2023 haben wir eine schwarze Null geschafft und sogar einen leichten Gewinn erzielt. Wenn wir künftig drei, vier Prozent bei den Passagieren zulegen werden, werden wir profitabel bleiben. In diesem Jahr werden wir vermutlich einen einstelligen Millionengewinn ausweisen, mehr nicht. Der Hauptgrund: Die inflationsbedingten Kosten werden uns vor allem dieses Jahr stark treffen, weil der mit den Airlines getroffene Vertrag noch bis zum Frühjahr 2025 laufen wird. Erst dann könnten wir theoretisch unsere Entgelte erhöhen. Das drückt auf die Marge.
Zum Abschluss: Was macht Hamburgs neuer Flughafenchef in seiner Freizeit?
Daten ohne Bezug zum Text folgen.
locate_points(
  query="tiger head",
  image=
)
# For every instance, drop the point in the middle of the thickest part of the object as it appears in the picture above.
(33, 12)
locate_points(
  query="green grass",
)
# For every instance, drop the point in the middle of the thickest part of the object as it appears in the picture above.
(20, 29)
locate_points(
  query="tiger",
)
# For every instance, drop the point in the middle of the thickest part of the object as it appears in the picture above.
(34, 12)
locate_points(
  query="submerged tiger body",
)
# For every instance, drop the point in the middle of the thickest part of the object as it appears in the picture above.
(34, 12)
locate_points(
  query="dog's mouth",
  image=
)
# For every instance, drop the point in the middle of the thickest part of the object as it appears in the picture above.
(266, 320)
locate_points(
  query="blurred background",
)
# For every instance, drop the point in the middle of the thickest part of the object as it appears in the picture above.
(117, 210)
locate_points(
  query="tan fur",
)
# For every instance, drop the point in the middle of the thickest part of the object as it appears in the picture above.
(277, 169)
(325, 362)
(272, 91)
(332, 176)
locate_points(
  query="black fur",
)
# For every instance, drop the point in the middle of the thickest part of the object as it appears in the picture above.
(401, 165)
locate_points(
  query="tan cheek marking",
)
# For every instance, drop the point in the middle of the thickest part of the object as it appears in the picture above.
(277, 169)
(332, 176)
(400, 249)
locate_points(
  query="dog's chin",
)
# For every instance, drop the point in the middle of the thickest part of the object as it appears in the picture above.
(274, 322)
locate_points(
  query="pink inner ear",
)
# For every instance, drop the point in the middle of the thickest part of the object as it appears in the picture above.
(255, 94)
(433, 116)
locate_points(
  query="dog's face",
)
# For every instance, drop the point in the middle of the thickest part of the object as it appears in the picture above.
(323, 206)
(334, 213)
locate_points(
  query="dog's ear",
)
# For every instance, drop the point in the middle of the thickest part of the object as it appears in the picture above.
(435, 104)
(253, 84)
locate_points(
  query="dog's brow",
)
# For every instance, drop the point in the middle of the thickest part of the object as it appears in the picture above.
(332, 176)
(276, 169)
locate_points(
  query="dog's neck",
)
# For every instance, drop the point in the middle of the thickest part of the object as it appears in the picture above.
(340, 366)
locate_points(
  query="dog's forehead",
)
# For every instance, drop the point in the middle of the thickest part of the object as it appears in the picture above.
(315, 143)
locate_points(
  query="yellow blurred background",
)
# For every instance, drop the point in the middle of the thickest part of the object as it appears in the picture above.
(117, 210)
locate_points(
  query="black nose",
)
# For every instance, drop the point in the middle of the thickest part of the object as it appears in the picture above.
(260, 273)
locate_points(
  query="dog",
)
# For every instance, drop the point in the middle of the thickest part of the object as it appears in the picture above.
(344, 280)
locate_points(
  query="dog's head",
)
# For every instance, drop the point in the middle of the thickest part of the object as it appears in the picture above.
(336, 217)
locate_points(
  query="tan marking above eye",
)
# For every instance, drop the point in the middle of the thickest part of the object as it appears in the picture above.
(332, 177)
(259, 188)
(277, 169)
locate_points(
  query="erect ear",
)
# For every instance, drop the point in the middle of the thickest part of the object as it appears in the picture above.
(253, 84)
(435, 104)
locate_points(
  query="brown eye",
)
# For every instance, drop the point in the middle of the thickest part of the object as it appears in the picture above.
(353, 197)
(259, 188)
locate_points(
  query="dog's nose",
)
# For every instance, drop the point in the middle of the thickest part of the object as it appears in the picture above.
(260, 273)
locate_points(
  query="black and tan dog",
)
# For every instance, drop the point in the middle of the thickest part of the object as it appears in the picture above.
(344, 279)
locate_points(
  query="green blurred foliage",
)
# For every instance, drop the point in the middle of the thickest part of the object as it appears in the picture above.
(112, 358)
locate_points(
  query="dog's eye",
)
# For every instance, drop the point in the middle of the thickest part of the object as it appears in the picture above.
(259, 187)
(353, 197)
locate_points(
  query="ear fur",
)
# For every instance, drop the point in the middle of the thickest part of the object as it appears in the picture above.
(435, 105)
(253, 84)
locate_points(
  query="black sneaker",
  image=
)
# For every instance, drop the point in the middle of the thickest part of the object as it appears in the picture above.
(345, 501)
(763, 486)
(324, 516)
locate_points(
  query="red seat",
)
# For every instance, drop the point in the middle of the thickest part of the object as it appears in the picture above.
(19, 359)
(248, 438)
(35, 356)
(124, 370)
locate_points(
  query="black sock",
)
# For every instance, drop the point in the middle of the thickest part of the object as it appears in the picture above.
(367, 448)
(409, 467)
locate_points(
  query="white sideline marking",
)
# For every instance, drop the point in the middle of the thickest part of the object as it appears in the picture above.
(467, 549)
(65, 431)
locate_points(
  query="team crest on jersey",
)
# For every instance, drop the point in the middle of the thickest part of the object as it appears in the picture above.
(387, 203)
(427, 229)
Flughafen-Chef ist ein politisches Amt, man muss sich vernetzen und viel unterwegs sein. Ich arbeite viel, versuche aber, zweimal in der Woche meinen neun Jahre alten Sohn ins Bett zu bringen und ihm eine Geschichte vorzulesen. Meine Frau ist Spanierin, und die Hälfte meiner Familie lebt in Spanien. Daher bin ich ein großer Fan von Reisen und dem Austausch zwischen den Kulturen. Mein Sohn und ich haben außerdem vor, in diesem Jahr mehr ins Fußballstadion in Hamburg zu gehen.